Capitol Hill negotiators were working Sunday on a plan to complete the contentious farm bill in the House, with a final chamber vote as early as Wednesday, Fox News has learned.
Renewing the five-year, roughly $500 billion measure has stalled in Congress largely over the House and Senate disagreeing about cuts to its $80 billion food stamps program.
However, a compromise has purportedly been reached that calls for roughly $9 billion in cuts over a decade.
The original Senate bill called for $4 billion. Last June, the House rejected a $20 billion cut as not being enough and could only approve a new plan with $40 billion in cuts.
Fox is told a Capitol Hill staff meeting will take place at 3 p.m. with the possibility of a second, open conference committee meeting Monday to accommodate roll call votes to settle the remaining outstanding issues.

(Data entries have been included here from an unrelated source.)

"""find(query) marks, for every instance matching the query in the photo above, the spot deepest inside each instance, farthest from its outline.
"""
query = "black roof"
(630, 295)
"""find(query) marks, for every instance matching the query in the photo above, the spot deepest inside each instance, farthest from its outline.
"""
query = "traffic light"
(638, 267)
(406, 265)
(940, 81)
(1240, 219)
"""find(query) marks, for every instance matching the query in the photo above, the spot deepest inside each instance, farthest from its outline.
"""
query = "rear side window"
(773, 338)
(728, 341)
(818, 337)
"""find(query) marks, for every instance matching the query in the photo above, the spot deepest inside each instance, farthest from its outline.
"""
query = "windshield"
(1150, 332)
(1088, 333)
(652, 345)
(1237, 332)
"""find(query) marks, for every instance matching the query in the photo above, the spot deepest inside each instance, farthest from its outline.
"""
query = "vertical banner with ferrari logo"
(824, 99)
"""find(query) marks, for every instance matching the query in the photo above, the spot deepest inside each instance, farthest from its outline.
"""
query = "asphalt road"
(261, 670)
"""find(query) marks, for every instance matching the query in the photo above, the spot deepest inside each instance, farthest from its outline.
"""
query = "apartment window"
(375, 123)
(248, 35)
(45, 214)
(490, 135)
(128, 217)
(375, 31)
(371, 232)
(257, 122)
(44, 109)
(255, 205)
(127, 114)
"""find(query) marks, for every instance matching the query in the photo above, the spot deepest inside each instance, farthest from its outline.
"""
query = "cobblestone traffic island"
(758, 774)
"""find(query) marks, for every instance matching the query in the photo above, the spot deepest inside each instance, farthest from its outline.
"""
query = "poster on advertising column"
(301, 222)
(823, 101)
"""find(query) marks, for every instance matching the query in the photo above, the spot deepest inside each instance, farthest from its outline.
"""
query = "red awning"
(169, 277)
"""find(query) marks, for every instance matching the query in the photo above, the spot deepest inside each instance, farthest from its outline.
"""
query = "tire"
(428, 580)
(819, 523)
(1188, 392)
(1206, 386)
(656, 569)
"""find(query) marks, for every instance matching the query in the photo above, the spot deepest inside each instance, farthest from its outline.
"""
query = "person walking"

Two sources with direct knowledge of the talks say they hope to file a final conference report Monday and vote in the House by Wednesday.
Other issues delaying the bill include how much milk the federal government should buy to artificially sustain prices and pay producers, the size of cages in which chickens are raised and the cap for direct payments to farm families.
Congress failing to finish the bill by the end of last year raised the possibility the country could revert to 1949 law, which some agricultural economists predicting would increase the price of milk to $8 a gallon.
The bill was supposed to be replaced in 2012, but Congress has instead passed a series of extension.
Agriculture Secretary Tom Vilsack has now allowed the decades-old law to take effect, as Democrats and Republicans from both chambers continued to craft a plan behind closed doors.